"Dedi ki onun kocası sana vurmuş."
Translation:She said that her husband hit you.
That would mean he shot you with a gun.
Accusative + vurmak = to shoot someone
Dative + vurmak = to hit someone
Vurmak = to hit / to shoot.
The difference is in the declension of its object. If you use it with an object in the dative case (sana), it means "to hit". If you use it with an accusative word (seni), it means "to shoot".
I made a mistake in this sentence saying "......hit her" instead of "....hit him" (So far so clear) and was corrected to "He said that his husband hit you." HE said that HIS husband..... does not make any sense. Pls. delete this translation from your inkubator.

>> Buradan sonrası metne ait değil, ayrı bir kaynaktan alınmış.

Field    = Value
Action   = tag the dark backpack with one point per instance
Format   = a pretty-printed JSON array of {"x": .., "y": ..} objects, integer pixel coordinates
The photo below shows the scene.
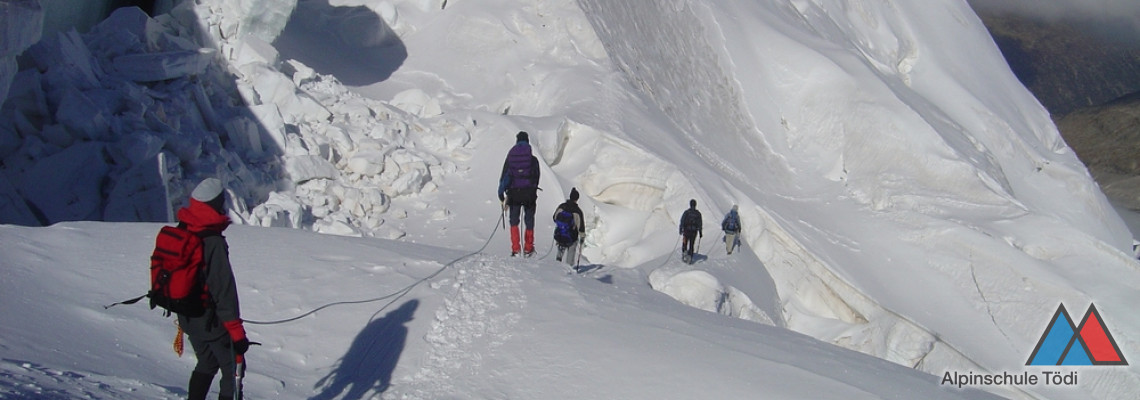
[
  {"x": 566, "y": 234},
  {"x": 520, "y": 166},
  {"x": 177, "y": 272},
  {"x": 731, "y": 223}
]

Well, technically, it does make sense since marriage between gay couples is a thing in the world. ;p
Tamam. Surely you are right. I only didn't think in this possibility. Thank you for your answer.
What's the difference in meaning to: Dedi ki onun kocası sana vurdu ? If I remember correctly, "ki" indicates that the part following it is more or less direction quotation. Then "vurmuş" instead of "vurdu" would indicate whether the reporter (the subject of "dedi") witnessed the hitting event. Or do I misremember, and what matters is whether the speaker witnessed it, in which case "vurmuş" would be strongly preferred?